Beautiful work! Lets see some more of your carvings. =D> Me, I can't even sign my name the same way twice. #-o


----------



## Jim (May 12, 2014)

nice stuff guys! :beer:


----------



## Kismet (May 12, 2014)

[url=https://www.tinboats.net/forum/viewtopic.php?p=351042#p351042 said:


> DickB » 02 May 2014, 22:04[/url]"]Does anyone do any wood carving? I started about 7 years ago taking a class on carving decoys & was hooked. I do some fish, birds, santas, wood spirits & the like.




Wow!


----------



## fender66 (Feb 24, 2015)

Just found this thread.....very nice stuff!


----------



## Johnny (Mar 1, 2015)

well...... there are carvers and there are carvers.

When I tell people that I am a " Dimensional Craftsman " they sort of step back
and try to imagine just what that is ..........

It started out as a hobby making routed redwood signs for homes and offices, etc etc
Then, turned into a BUSINESS and the fun sort of twinkled out after 30 years.


----------



## mainjet (Feb 23, 2016)

Wow!
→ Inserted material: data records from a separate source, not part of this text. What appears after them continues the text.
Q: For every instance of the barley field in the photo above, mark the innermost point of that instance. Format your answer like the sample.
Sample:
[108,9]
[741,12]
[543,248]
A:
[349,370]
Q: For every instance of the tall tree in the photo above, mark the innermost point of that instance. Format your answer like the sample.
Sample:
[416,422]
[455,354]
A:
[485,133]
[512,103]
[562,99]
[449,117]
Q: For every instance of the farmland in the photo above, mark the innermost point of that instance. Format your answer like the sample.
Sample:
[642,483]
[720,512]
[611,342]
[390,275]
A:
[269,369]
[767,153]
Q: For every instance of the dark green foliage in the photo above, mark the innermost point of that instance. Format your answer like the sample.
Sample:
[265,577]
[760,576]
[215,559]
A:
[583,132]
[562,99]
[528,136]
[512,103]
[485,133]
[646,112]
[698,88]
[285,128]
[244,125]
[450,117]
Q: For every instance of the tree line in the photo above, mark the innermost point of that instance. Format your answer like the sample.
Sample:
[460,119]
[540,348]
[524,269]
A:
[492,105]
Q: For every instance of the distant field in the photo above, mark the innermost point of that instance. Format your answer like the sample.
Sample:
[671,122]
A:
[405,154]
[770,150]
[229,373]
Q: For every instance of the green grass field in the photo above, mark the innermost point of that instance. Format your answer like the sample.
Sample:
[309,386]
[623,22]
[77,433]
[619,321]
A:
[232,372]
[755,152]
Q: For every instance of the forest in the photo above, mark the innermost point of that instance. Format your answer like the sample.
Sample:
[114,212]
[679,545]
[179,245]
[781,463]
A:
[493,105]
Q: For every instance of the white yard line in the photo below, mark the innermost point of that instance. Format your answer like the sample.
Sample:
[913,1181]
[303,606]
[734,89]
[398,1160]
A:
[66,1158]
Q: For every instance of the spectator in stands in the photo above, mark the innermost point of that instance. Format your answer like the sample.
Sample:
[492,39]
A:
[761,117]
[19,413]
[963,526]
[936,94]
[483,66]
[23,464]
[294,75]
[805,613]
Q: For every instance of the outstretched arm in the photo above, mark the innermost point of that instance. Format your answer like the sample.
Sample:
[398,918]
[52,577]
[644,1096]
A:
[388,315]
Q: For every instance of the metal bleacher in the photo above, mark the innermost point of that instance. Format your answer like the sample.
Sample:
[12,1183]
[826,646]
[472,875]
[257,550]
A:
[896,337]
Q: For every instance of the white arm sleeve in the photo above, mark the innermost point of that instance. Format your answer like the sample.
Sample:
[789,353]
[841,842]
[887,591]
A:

Nice work guys.


----------



## richg99 (Feb 24, 2016)

Dick B.. great bass carving. show us more. 

I did carve a trout once, to fit into a octagonal glass table that I built. I enjoyed trying to paint it to truly match a trout's colors as much as I did the carving aspect. 

richg99


----------



## HANGEYE (Feb 26, 2016)

I lack that kind of talent. All I can do is turn a tree into a stump.


----------



## JMichael (Feb 27, 2016)

That's some nice work guys. I don't "carve" but I do re shape wood. LoL


----------



## fool4fish1226 (Feb 29, 2016)

Mike that is awesome


----------



## RiverBottomOutdoors (Mar 1, 2016)

I carved a turkey once. :mrgreen: 

I'm always in awe of artistic talent since I have none.


----------



## 1986Landau (Mar 21, 2017)

Great work guys! Not a carver myself but I do play with wood, most recently got back into some scrolling. Some were made for freinds and family as gifts and others I've actually sold. Keep up the good work, kinda nice to see what else people do besides boats.


----------



## Johnny (Mar 21, 2017)

*very nice work !!*
now - invest in some quality carving gouges and practice giving
your scroll work some character.....
it only takes a few whittlins to really dress up your designs.
granted, the initial layout can be a bit intimidating but well worth it in the long run.
your work is beautiful as it is now - but you can embelish the details just a bit
and really make it pop. Also a dremel tool with different style cutting and sanding bits 
will give you very nice results as well as some pyrography tools.




https://www.woodcraft.com/categories/carving-gouges





.


----------



## richg99 (Mar 21, 2017)

I do lots of woodworking, but not carving. No patience, ( my wife says), and less talent. Ha Ha. Richg99


----------